News & Press

Paying for Permanent Vacations?

Rested :    Relaxed :   Returned to Work

With the arrival of summer, most of us are enjoying the sunshine, flowers, cool breezes, picnics and those much-anticipated vacations. As employers, we balance the day to day operation around staff rotating through their vacation schedules and manage the coverage gaps accordingly. Unfortunately, at the same time, employers often see a higher incidence of issues with some employees who do not manage vacation periods well. This includes more issues with absenteeism, quitting their jobs, no call/no shows, not returning on time from a vacation (including leaves) or other types of work attendance or schedule compliance problems. This frequently occurs when individuals are unable, or unwilling, to return from a personal leave, an FMLA period, vacation or other kind of leave. While ever more frequent during warm sunny months, it does occur year-round, but we traditionally note an uptick in these types of claims during the summer. If not managed properly, these issues can contribute to unwarranted and increased unemployment costs.

The unemployment statutes and regulations governing each state are separate and distinct from individual state maternity laws, the FMLA (federal), the Americans with Disabilities Act (ADA), discrimination laws, wrongful discharge case law and various ever-expanding statutory mandates and regulations currently in existence. Although an employer may be compliant with one or more legal obligations under any number of laws, that does not necessarily or often relate to a strong unemployment compensation case.

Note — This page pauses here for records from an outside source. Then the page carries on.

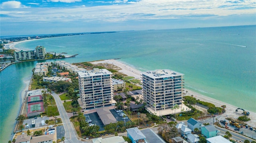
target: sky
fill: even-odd
[[[0,1],[0,36],[256,25],[255,0]]]

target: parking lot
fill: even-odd
[[[123,118],[123,115],[122,115],[123,114],[124,114],[124,113],[122,111],[117,113],[116,111],[114,109],[110,110],[110,111],[111,113],[112,113],[112,114],[113,114],[114,117],[115,117],[116,119],[117,119],[117,121],[124,121],[127,122],[130,121],[130,119],[127,116],[126,116],[126,118],[124,119]]]
[[[42,118],[41,117],[38,117],[36,118],[33,118],[31,119],[26,119],[23,121],[23,125],[25,125],[27,123],[29,126],[29,128],[32,128],[32,121],[35,120],[35,123],[36,123],[35,127],[42,127],[42,121],[45,120],[46,119],[49,120],[49,118],[46,116],[43,116]],[[47,125],[46,123],[45,125]]]

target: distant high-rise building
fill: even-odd
[[[182,104],[184,74],[165,69],[142,72],[142,74],[143,100],[155,112]]]
[[[84,110],[111,104],[111,72],[106,69],[96,68],[78,73],[79,93]]]
[[[44,59],[46,53],[45,48],[44,46],[37,46],[36,47],[36,57],[39,59]]]
[[[14,52],[14,54],[15,61],[18,61],[34,59],[35,52],[34,50],[25,51],[21,50],[19,52]]]

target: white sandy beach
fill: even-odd
[[[129,76],[134,76],[136,78],[140,79],[140,77],[141,71],[126,65],[125,63],[122,63],[122,62],[116,60],[110,59],[97,61],[92,62],[92,63],[93,64],[98,64],[100,63],[112,64],[122,69],[122,70],[119,71],[120,72],[122,72]],[[186,82],[185,84],[186,84]],[[186,94],[187,96],[191,96],[192,94],[193,94],[194,97],[195,97],[197,99],[199,99],[200,101],[212,103],[214,104],[216,107],[220,107],[222,105],[226,105],[226,112],[222,115],[220,118],[219,118],[219,119],[218,119],[219,120],[225,119],[225,118],[226,117],[232,118],[237,119],[238,117],[243,116],[243,115],[242,114],[241,110],[239,110],[237,112],[236,112],[236,109],[237,109],[239,107],[236,107],[233,105],[206,96],[187,89],[185,89],[185,91],[187,91],[188,92]],[[253,127],[256,127],[256,114],[250,111],[248,111],[250,113],[250,115],[249,116],[249,117],[251,119],[251,120],[247,121],[246,123],[248,125],[252,126]]]

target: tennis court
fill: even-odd
[[[29,103],[28,104],[27,113],[29,114],[36,111],[43,112],[44,111],[43,102]]]
[[[28,97],[28,103],[36,102],[42,101],[42,97],[41,95],[36,95]]]

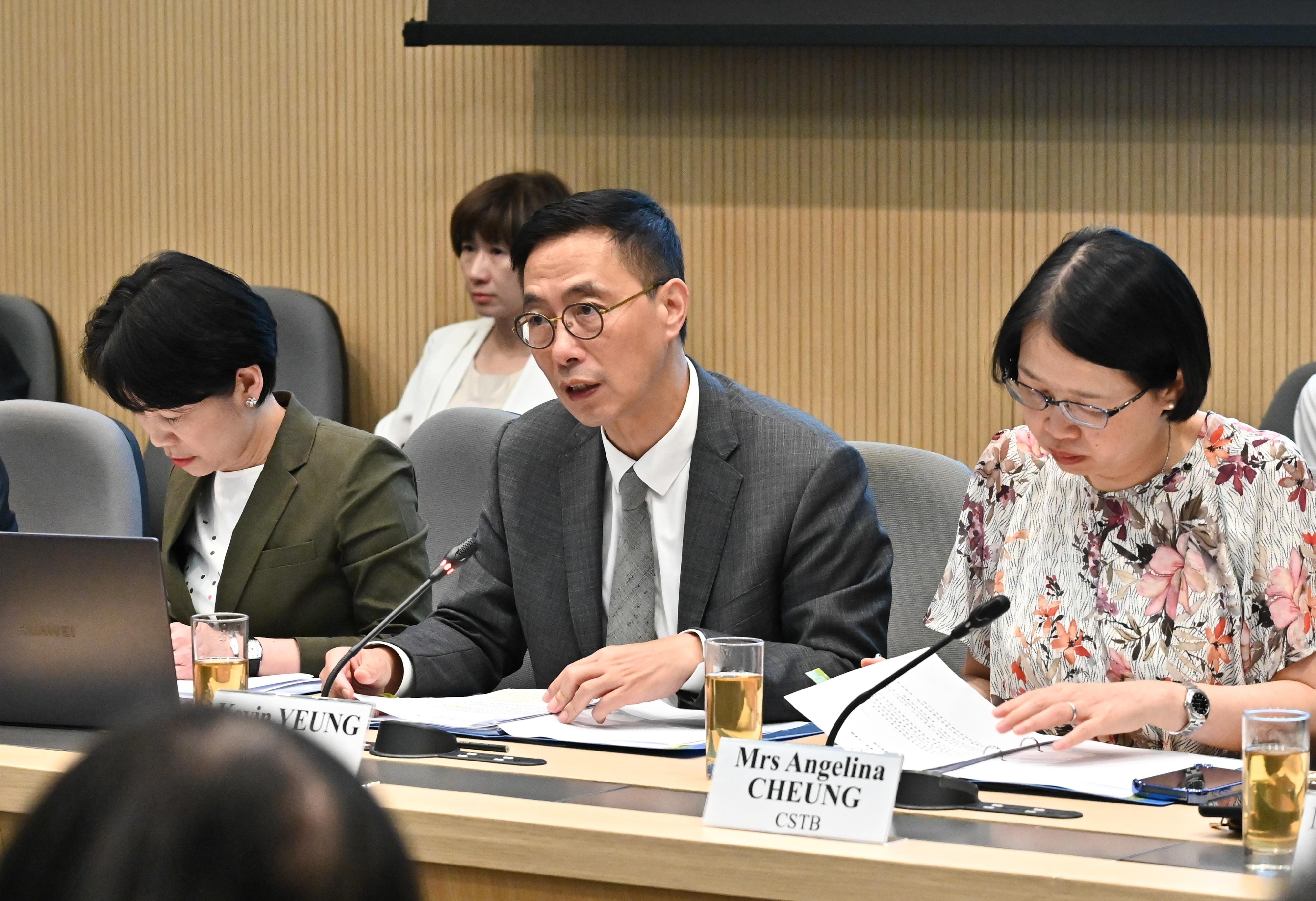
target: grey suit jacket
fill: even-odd
[[[794,408],[696,371],[678,627],[765,639],[765,718],[796,719],[783,696],[812,684],[804,673],[837,676],[886,654],[891,542],[853,447]],[[604,646],[605,468],[599,429],[557,401],[507,424],[480,547],[458,591],[391,639],[412,659],[413,694],[491,691],[526,648],[547,687]]]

In fact, there are numerous laws actually in conflict with unemployment standards or other laws. Dealing with the same set of facts may result in differing consequences and determinations, both pro and con, when applied to each individual law. This has been an issue when addressing unemployment laws when it comes to an employee’s ability to return to work following an approved leave of absence or vacation.

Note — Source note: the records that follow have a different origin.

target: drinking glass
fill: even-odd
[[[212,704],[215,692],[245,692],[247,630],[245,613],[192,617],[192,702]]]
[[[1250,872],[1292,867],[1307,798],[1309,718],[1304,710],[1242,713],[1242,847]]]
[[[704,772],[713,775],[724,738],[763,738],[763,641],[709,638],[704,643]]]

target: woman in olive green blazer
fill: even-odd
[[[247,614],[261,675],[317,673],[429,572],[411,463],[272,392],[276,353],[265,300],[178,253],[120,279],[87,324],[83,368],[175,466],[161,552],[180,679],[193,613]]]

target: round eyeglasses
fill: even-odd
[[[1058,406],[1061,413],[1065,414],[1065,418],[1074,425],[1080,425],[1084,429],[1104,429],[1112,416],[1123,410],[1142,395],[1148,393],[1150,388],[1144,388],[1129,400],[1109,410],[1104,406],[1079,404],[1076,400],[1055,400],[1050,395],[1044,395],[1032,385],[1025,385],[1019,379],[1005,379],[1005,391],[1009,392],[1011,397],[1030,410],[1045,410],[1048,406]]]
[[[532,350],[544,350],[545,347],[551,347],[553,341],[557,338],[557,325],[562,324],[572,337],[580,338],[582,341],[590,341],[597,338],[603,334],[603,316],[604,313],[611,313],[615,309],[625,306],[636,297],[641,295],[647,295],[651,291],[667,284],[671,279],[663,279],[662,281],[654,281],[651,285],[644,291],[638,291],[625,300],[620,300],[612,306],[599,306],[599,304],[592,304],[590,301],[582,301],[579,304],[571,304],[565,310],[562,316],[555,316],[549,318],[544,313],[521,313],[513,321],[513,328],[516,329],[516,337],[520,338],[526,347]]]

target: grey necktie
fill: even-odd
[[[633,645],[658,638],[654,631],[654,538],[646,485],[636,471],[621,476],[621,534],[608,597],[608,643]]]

A common scenario occurs when an employee is on an approved leave (or vacation) from the employer. The company has complied with all their legal requirements and have held the employee’s job, pay, etc. open and available for the employee upon the expiration of the leave. The employee however tells the employer they are still unavailable to return from the leave. The employer calls their labor attorney who advises management the company has fulfilled all of their legal requirements under the law, so they can let the employee go. Confident in the attorney’s advice, the employer terminates the employee accordingly. The employee then files for unemployment compensation, submitting a letter from the employer to the local UI agency saying they were let go because they were “unable to return from a leave of absence”. The company thinks they have an open and shut winner but are shocked to receive a determination awarding benefits to the former employee. What happened?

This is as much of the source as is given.